Anatomical Horse

Giambologna b. 1529 – d.1608
Anatomical Figure of a Horse (écorché), 1585
Bronze with black patina
Gifted in 1836
Art Collection: EU0643

This outstanding bronze sculpture by artist Giovanni Bologna (‘Giambologna’, born Jean Boulogne), is a highlight of the University’s prestigious Torrie Collection. Rendered écorché, meaning sculpted showing the musculature and skeletal form without skin, the work captures the quest of Renaissance artists to understand and analyse the mechanics of the body’s structure.

Standing at around a third of the height of a life-size horse, it was intended to facilitate close anatomical study on the part of both artists and scientists in their joint exploration of the moving body. Indeed, a clear visual relationship exists between the sculpture and woodcuts printed in the first published thesis on equine anatomy Anatomia del Cavallo (1598), by the Bolognese scholar Carlo Ruini.
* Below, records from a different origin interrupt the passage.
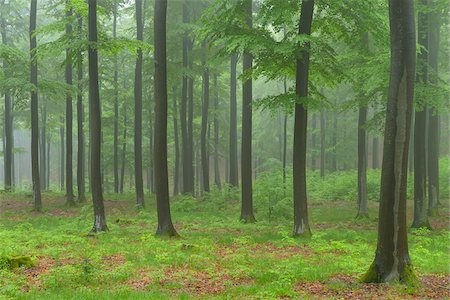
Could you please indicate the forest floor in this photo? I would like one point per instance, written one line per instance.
(216, 256)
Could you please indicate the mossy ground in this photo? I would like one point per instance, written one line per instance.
(216, 257)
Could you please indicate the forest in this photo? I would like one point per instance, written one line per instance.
(224, 149)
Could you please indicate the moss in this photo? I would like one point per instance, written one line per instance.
(16, 262)
(371, 275)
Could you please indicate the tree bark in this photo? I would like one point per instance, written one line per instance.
(138, 112)
(8, 130)
(246, 151)
(301, 221)
(420, 127)
(69, 116)
(362, 163)
(95, 124)
(216, 134)
(203, 141)
(233, 169)
(34, 111)
(176, 173)
(433, 117)
(392, 261)
(80, 123)
(165, 226)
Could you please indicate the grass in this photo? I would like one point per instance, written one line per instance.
(217, 256)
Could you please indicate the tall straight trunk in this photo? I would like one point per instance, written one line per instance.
(43, 145)
(34, 112)
(69, 116)
(186, 159)
(116, 109)
(284, 135)
(420, 128)
(375, 153)
(124, 149)
(62, 155)
(362, 163)
(203, 141)
(138, 112)
(246, 150)
(392, 261)
(8, 130)
(216, 134)
(301, 222)
(80, 123)
(433, 118)
(322, 143)
(334, 138)
(176, 173)
(165, 226)
(95, 124)
(313, 142)
(233, 169)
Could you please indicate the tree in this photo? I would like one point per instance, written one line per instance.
(392, 261)
(420, 127)
(80, 122)
(301, 222)
(246, 145)
(95, 124)
(138, 112)
(8, 130)
(203, 141)
(69, 114)
(34, 111)
(233, 170)
(165, 226)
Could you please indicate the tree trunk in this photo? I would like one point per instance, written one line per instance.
(233, 169)
(43, 145)
(433, 118)
(176, 172)
(116, 109)
(313, 142)
(246, 151)
(362, 164)
(69, 116)
(322, 143)
(80, 122)
(392, 260)
(216, 134)
(165, 226)
(62, 154)
(204, 151)
(8, 130)
(95, 124)
(138, 112)
(34, 112)
(301, 222)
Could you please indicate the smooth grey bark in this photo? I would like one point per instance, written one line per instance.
(246, 144)
(69, 115)
(392, 261)
(95, 125)
(204, 127)
(362, 164)
(165, 227)
(433, 117)
(216, 134)
(80, 123)
(301, 220)
(138, 112)
(233, 160)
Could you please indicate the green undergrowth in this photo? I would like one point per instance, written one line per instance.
(216, 257)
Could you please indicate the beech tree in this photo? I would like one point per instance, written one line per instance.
(165, 226)
(392, 261)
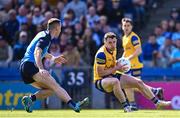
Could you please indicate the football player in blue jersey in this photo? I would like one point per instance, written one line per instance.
(33, 72)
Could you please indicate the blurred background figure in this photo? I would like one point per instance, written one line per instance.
(20, 46)
(6, 52)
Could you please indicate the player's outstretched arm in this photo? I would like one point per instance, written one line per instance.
(37, 56)
(59, 59)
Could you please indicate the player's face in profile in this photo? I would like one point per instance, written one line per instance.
(127, 27)
(110, 43)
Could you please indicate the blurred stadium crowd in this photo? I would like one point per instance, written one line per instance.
(84, 22)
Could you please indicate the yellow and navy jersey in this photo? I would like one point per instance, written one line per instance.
(103, 58)
(130, 43)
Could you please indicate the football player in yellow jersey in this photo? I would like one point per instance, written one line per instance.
(106, 80)
(133, 51)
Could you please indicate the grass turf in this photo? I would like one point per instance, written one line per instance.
(90, 114)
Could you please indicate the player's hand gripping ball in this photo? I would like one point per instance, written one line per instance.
(125, 63)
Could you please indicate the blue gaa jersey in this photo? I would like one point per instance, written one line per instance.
(41, 40)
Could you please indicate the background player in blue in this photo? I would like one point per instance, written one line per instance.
(33, 72)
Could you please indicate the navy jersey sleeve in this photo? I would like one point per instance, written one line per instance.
(42, 43)
(101, 58)
(134, 40)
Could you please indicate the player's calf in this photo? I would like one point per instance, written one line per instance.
(27, 103)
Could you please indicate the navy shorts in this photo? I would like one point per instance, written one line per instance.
(28, 70)
(98, 83)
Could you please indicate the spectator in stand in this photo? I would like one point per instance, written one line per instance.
(6, 52)
(176, 34)
(92, 16)
(4, 9)
(20, 46)
(72, 55)
(22, 12)
(149, 50)
(101, 8)
(78, 6)
(67, 21)
(60, 7)
(39, 28)
(70, 35)
(98, 34)
(11, 26)
(90, 3)
(47, 16)
(171, 26)
(45, 7)
(174, 14)
(165, 52)
(31, 26)
(56, 13)
(83, 22)
(84, 52)
(63, 41)
(90, 43)
(116, 13)
(38, 18)
(104, 26)
(78, 30)
(165, 26)
(175, 56)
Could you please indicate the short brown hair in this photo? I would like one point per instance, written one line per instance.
(109, 35)
(127, 20)
(52, 22)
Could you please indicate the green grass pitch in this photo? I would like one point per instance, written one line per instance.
(90, 114)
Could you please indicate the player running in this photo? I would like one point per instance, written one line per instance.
(106, 80)
(133, 52)
(33, 72)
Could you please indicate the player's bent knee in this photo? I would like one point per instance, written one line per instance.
(115, 81)
(140, 83)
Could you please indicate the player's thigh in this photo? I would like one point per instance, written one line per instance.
(46, 81)
(108, 83)
(128, 81)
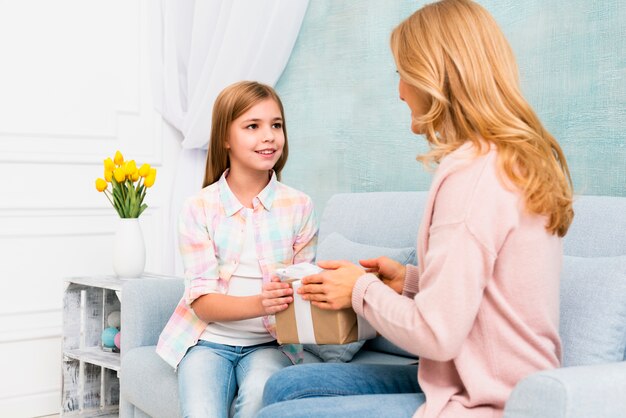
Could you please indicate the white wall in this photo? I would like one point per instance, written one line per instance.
(74, 87)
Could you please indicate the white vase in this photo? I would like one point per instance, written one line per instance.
(129, 249)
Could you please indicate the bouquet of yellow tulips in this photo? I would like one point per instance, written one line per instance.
(128, 185)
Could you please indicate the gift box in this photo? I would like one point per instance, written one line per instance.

The work almost certainly informed the illustrations, testifying to the astonishing anatomical detail.

The sculpture, along with a further 80 or so Dutch, Flemish and Italian artworks, forms the Torrie Collection which was bequeathed to the University upon the death of Sir James Erskine, third Baronet of Torrie (1772 -1825). An accomplished soldier and a practicing artist, Erskine built his collection during the early 19th century and donated it with the express purpose of, “laying the foundation of a gallery for the encouragement of the Fine Arts.”

The gift marked the first donation of a full collection to the University, and it also became the founding collection for the National Gallery of Scotland upon its opening in 1859. Many of the significant and large works remain on long-term loan and display at the National Gallery on the Mound, illustrating its integral part in forming Scotland’s national heritage.